While he’s deserving of that status, the bearded, pony-tailed nephew of Allman Brothers drummer Butch Trucks is neither flashy nor dictatorial on stage. Perhaps that makes Tedeschi the alpha in this marriage, and what makes this band work.
It’s clearly a formula that’s made a merger of the Susan Tedeschi Band and Derek Trucks Band a success that corporate America should envy. They captured a 2011 Grammy for their debut album “Revelator.”
Thursday night, Trucks and Tedeschi demonstrated they are no control freaks, surrendering the stage throughout the 1-hour, 50-minute, 16-song set to a talented collection of musicians that includes a three-man horn section and combines a blues-heavy repertoire with a jazz concert vibe.
With a brass section made up of Kebbi Williams on sax, Maurice Brown on trumpet and Saunders Sermons on trombone, Tedeschi and Trucks gave their bandmates wide latitude to improvise.
The highlight of the evening was “Midnight in Harlem,” a song composed by Tedeschi-Trucks backup vocalist Mike Mattison, a Harvard grad who otherwise lends lead vocals for the Derek Trucks Band.
Kofi Burbridge emerged from his keyboard bunker to play the flute, providing accompaniment for a Trucks jam that included drummers J.J. Johnson and Tyler Greenwell, a duo setup reminiscent of the Allman Brothers’ percussion combo.

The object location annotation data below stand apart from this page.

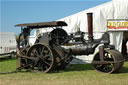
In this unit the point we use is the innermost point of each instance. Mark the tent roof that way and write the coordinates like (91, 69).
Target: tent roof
(42, 24)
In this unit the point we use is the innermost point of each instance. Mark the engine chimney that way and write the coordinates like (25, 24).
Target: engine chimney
(90, 26)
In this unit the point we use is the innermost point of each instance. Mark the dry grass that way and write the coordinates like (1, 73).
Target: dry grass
(74, 75)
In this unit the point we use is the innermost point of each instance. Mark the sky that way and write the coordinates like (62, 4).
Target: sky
(14, 12)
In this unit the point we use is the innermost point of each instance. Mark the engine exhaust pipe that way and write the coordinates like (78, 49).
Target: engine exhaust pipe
(90, 26)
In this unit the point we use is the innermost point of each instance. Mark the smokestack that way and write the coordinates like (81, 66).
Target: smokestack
(90, 26)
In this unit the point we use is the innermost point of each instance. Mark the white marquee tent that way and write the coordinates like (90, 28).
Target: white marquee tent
(115, 9)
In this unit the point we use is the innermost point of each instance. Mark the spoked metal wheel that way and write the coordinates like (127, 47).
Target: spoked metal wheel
(112, 56)
(43, 59)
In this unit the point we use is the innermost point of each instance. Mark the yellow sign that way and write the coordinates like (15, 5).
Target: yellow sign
(117, 25)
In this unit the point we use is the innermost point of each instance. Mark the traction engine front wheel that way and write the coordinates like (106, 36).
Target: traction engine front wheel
(43, 58)
(112, 56)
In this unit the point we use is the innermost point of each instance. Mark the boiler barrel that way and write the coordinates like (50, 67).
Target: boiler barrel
(82, 50)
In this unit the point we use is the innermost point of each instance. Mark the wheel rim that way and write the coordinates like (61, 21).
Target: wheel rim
(43, 58)
(105, 68)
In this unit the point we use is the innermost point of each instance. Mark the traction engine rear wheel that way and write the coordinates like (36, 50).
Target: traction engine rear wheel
(44, 60)
(111, 55)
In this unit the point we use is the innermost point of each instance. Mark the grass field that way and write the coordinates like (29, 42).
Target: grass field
(74, 75)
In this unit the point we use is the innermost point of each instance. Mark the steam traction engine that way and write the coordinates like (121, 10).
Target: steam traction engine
(55, 50)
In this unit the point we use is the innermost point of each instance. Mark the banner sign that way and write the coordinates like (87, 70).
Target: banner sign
(117, 25)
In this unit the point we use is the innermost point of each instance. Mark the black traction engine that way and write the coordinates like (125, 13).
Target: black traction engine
(55, 50)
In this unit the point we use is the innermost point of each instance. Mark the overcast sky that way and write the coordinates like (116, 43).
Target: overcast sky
(14, 12)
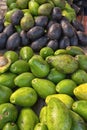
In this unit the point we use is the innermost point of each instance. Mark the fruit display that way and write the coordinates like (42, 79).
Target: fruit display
(43, 91)
(38, 24)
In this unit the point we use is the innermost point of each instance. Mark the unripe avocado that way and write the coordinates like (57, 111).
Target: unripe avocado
(64, 63)
(80, 107)
(43, 87)
(8, 113)
(10, 126)
(58, 116)
(77, 121)
(5, 94)
(19, 67)
(40, 126)
(27, 119)
(38, 66)
(7, 79)
(24, 96)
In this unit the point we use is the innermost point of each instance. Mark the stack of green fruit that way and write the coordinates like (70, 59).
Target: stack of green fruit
(44, 91)
(39, 23)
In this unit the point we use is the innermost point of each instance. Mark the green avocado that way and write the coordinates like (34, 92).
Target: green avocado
(38, 66)
(27, 119)
(43, 114)
(43, 87)
(64, 63)
(10, 126)
(27, 22)
(78, 122)
(4, 64)
(82, 60)
(8, 113)
(80, 107)
(19, 67)
(7, 79)
(5, 94)
(24, 79)
(58, 116)
(24, 96)
(45, 9)
(40, 126)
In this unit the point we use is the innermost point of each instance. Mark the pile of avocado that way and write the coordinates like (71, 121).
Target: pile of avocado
(40, 23)
(44, 91)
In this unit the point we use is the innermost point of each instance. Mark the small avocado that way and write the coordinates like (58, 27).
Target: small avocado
(64, 63)
(40, 126)
(35, 33)
(59, 3)
(3, 40)
(75, 50)
(13, 41)
(22, 4)
(38, 66)
(10, 126)
(4, 64)
(29, 119)
(9, 30)
(27, 22)
(16, 17)
(9, 113)
(19, 67)
(5, 94)
(67, 28)
(45, 9)
(7, 79)
(24, 39)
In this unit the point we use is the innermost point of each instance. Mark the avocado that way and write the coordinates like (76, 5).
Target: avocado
(79, 76)
(24, 39)
(40, 126)
(13, 41)
(57, 107)
(8, 113)
(27, 22)
(59, 3)
(10, 126)
(67, 28)
(22, 4)
(16, 17)
(77, 107)
(9, 30)
(19, 67)
(24, 96)
(43, 87)
(45, 9)
(33, 7)
(75, 50)
(29, 119)
(82, 59)
(24, 79)
(7, 79)
(12, 55)
(64, 63)
(35, 33)
(5, 94)
(38, 66)
(4, 64)
(78, 122)
(42, 115)
(3, 40)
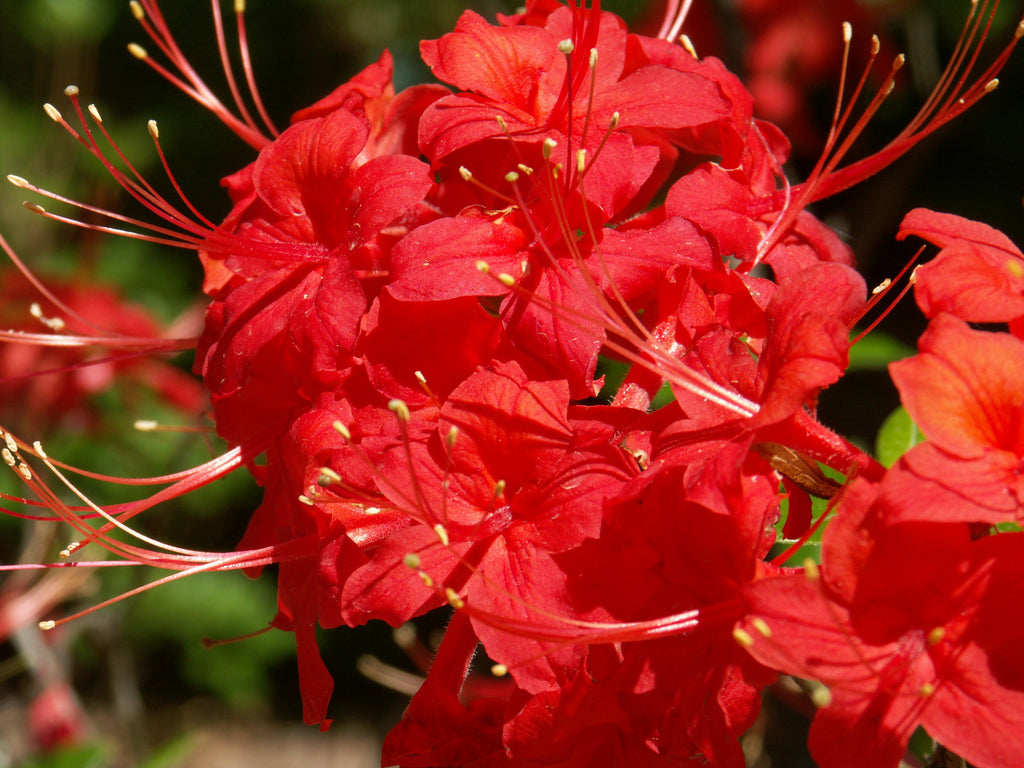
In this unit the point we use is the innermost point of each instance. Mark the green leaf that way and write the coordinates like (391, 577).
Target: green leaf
(877, 350)
(897, 435)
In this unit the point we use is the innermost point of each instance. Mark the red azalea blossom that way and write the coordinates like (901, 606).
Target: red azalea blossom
(417, 305)
(906, 625)
(966, 392)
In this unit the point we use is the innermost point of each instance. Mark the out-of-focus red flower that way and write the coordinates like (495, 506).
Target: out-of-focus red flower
(50, 383)
(907, 625)
(966, 393)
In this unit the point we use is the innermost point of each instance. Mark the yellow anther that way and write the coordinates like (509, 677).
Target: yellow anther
(821, 696)
(328, 476)
(400, 410)
(70, 550)
(811, 569)
(684, 40)
(761, 626)
(742, 637)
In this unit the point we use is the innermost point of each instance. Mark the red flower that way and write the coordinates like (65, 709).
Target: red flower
(978, 274)
(907, 625)
(966, 393)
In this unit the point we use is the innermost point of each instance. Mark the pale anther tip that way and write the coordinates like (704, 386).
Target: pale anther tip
(742, 637)
(811, 569)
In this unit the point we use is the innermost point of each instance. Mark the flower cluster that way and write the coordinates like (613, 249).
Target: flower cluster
(415, 305)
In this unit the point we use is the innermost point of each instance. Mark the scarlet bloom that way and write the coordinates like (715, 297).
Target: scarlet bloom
(966, 393)
(907, 625)
(978, 274)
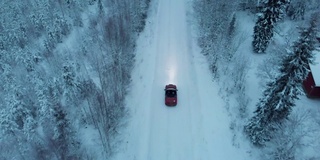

The band welcomed on stage Tash Neal, guitarist for the night’s opener London Souls, for a cover of the Beatles’ “I’ve Got a Feeling.”
Tedeschi Trucks closed the evening with John Prine’s “Angel from Montgomery,” mixed with Jerry Garcia’s “Sugaree,” and a Led Zeppelin-esque encore of “Get What You Deserve,” a Derek Trucks Band song with Mattison on lead vocals.